Wyzwolenie Wyzwolenie od pola liczbowego zachodzi inaczej niż wyzwolenie od zależności od pola wzrokowego. Wyjaśnienie narastania swobody w miarę wzrostu algebraicznych uogólnień zawiera się w możliwości odwrotnego ruchu od wyższego stopnia do niższego, zawartej w wyższym uogólnieniu: Niższa operacja rozpatrywana jest, analizowana jest jako szczególny przypadek wyższej.
Ponieważ Arytmetyczne pojęcia zachowywane są także wtedy gdy przyswajamy algebrę, to naturalnym jest zapytanie: Czym różni się, wyróżnia się pojęcie arytmetyczne dorastającego (adolescenta), który opanował algebrę od pojęcia ucznia (który nie opanował jej)?
Badanie Wygotskiego pokazuje Tym co stoi za pojęciem algebraicznym podawane jest jako przypadek indywidualny bardziej ogólnego pojęcia; tym że operacja z nim jest bardziej swobodna, ponieważ idzie od wzoru, formuły wspólnej, dlatego że on-wzór (formuła), jest niezależny od definiowanego, określonego wyrażenia arytmetycznego.
U ucznia To arytmetyczne pojęcie jest stopniem, etapem zamykającym.

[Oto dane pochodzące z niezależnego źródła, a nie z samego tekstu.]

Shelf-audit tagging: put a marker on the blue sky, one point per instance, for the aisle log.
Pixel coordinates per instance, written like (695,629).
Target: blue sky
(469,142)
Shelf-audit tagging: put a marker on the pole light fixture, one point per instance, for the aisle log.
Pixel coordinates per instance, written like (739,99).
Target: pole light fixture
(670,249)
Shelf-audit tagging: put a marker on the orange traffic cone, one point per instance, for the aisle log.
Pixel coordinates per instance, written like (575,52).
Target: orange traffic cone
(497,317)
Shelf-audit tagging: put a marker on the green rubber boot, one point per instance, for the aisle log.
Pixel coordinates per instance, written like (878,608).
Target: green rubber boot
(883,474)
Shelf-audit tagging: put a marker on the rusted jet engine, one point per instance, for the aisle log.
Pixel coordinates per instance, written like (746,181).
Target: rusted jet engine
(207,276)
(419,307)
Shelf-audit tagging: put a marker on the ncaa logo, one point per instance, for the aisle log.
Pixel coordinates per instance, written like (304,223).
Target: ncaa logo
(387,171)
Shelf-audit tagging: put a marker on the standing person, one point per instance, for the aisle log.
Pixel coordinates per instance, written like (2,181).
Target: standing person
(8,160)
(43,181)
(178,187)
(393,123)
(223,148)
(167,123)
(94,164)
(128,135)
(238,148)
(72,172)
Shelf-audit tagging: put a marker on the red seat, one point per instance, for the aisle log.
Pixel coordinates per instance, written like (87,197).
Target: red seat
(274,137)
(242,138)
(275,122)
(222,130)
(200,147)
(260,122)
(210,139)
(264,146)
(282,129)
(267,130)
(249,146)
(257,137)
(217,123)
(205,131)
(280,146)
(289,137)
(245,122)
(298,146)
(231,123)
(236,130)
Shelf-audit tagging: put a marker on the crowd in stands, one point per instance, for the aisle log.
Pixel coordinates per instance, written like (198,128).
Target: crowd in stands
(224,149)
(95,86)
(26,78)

Za nim już nic nie stoi, nic nie ma. Dlatego ruch w planie tych pojęć w całości związany jest z warunkami arytmetycznej sytuacji, uczeń młodszy nie może stanąć nad tą sytuacją, dorastający już może. Tą możliwość zabezpiecza mu wyżej stojące pojęcie algebraiczne. Wygotski to zauważył badając przejście z systemu dziesiątkowego do drugiego, innego systemu zliczania. Dziecko wcześniej nauczy się działać w planie systemu dziesiątkowego, niż uświadomi sobie go, zgodnie z tym, dziecko nie opanowało systemu ale jest związany z nim.